Milla also draws, makes her own clothes, and is producing a personal film project based on a short story about a love triangle between a trapeze artist, a stained-glass window maker and the object of their affections. Cirque de Soleil will be honing her no-doubt-innate trapeze skills. So does she do anything not involving dramatic self-expression? "No darling, everything I do is sooo creative! I have to be careful saying things like that because people go and print them literally... Well, I watch the Iron Chef. It's on the food network. This Japanese guy, it's a Japanese show, he has this 'kitchen battlefield'. He has all the best chefs on his side, like Morimoto from Nobu. Then all these amateur chefs have to come on and beat them. The production is wonderfully naff, they have all these random Japanese actresses on with a horrible voiceover saying stuff like, 'Mmm, this egg is so soft.' At the beginning the guy takes a huge bite out of a raw pepper, and looks dreamily into the camera as if to say, 'Oh yes, this is a great pepper.'" Esoteric tastes even in daytime TV.

A younger Milla put the public's nose out of joint by having no problem declaring her wanton ambition. All these years on, at the grand age of 26, is she happy?

"There's a great line in The Little Princess where everybody's saying how sweet she is..." It's not really an Arena set text Milla, you'll have to elucidate further... "And she replies that she's led a life where it's impossible not to be nice, and if she'd led a different life she wonders how sweet she'd really be. I love thinking like that; I can feel really great because my life is really great, for better or for worse I'm a very happy person and I've got a lot of great things happening to me. But to say that I'm satisfied? No. I've been lucky to do some great stuff, but as far as I'm concerned it's nothing. I don't think people could look at my body of work and say, 'That's who she was.' And that's what I want to leave behind, a real person."

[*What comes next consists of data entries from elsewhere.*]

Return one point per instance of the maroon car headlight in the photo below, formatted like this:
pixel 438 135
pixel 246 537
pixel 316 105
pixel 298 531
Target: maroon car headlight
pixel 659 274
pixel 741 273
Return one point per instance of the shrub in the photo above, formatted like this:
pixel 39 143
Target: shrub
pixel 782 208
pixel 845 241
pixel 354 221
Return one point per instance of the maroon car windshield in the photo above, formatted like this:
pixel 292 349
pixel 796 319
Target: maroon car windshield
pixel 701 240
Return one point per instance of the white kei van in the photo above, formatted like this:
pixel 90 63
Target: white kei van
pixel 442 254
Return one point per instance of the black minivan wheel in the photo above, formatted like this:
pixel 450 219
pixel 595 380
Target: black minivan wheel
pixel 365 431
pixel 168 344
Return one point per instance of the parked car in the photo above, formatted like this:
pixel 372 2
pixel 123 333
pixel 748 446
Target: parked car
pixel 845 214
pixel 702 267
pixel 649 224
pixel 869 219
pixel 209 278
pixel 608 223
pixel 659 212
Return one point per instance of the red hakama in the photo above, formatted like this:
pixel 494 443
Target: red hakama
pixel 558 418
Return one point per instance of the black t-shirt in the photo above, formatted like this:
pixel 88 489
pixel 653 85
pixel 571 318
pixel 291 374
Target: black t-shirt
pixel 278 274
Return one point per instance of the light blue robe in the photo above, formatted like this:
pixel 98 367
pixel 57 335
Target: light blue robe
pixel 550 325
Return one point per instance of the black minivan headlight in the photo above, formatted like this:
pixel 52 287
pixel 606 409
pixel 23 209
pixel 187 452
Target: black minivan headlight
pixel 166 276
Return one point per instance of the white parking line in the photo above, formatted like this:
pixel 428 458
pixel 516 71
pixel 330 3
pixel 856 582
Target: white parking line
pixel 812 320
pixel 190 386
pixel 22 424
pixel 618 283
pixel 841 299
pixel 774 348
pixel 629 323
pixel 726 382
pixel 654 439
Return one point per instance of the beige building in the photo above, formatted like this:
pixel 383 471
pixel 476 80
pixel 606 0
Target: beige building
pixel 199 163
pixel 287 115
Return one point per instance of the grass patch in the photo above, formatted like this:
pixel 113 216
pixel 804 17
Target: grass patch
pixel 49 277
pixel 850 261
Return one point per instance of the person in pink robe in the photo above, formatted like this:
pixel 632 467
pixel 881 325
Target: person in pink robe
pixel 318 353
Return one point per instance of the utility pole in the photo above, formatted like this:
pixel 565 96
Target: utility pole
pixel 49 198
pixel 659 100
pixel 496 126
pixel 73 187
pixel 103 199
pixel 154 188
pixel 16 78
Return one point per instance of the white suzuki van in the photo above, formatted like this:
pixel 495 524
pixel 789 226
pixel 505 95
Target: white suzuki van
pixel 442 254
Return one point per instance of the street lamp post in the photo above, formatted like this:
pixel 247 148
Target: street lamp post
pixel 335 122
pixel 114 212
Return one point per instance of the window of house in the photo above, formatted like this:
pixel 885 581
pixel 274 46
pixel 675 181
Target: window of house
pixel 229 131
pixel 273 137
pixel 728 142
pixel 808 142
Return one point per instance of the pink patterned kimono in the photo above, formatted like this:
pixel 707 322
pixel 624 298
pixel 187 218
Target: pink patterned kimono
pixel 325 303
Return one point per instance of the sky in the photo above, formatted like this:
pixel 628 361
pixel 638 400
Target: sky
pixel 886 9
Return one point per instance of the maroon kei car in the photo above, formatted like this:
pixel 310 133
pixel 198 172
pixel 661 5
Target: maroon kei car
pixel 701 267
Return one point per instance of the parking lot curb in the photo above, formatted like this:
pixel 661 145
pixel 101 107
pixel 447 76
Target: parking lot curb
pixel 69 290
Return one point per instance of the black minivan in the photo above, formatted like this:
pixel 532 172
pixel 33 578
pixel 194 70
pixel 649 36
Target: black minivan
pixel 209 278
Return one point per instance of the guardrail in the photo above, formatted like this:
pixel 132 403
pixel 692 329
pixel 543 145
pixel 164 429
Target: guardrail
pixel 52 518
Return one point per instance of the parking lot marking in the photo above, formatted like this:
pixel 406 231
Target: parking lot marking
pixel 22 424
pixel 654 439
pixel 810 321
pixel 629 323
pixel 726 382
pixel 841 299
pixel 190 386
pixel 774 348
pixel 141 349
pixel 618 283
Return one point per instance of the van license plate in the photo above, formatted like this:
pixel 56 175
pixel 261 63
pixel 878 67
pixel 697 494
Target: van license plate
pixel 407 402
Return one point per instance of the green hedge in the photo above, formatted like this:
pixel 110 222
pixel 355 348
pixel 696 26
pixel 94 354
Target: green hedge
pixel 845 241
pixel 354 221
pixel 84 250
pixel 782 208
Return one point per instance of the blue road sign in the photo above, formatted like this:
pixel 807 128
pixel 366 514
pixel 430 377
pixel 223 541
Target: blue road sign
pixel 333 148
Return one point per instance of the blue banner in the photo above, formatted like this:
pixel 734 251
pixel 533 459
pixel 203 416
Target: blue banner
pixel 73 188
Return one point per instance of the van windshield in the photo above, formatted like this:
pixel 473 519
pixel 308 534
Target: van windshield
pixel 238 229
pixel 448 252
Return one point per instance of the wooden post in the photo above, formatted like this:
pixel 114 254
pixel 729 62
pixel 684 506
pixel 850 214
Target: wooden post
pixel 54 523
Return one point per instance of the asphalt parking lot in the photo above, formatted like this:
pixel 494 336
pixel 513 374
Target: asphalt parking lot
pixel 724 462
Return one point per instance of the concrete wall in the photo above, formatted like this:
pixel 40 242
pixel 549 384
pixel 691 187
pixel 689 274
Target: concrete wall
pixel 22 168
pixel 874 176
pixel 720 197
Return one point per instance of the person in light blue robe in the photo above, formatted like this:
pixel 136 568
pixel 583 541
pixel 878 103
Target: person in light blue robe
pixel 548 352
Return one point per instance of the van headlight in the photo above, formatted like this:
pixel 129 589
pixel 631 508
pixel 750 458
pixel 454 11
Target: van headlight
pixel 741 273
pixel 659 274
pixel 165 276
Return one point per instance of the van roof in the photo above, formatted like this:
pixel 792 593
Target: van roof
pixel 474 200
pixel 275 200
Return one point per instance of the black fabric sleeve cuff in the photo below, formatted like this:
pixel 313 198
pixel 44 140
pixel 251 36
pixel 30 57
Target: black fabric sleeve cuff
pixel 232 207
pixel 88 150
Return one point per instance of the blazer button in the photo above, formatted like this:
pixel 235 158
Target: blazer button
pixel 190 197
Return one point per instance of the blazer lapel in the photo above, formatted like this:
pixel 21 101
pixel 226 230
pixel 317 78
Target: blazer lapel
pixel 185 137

Milla's lofty aspirations are encouraging in a generation dominated by "Dude Where's My Token Blonde" actresses. Milla's not a star whose image has been carefully cultivated to appeal to the lowest common denominator, she's not iconic because teenage girls dream of having her hair and tits, or personifying the ultimate trophy girlfriend. She's to be adored for possessing a unique, sculptural beauty and voracious, aggressive sexuality, having grandiose intentions and a love of the outlandish and peculiar. After years of movie stars who really fail to inspire, who are celebrated for no other reason than that they appear in the films, in Milla Jovovich we have someone who looks, acts, and thinks like she deserves a place in the mortal pantheon.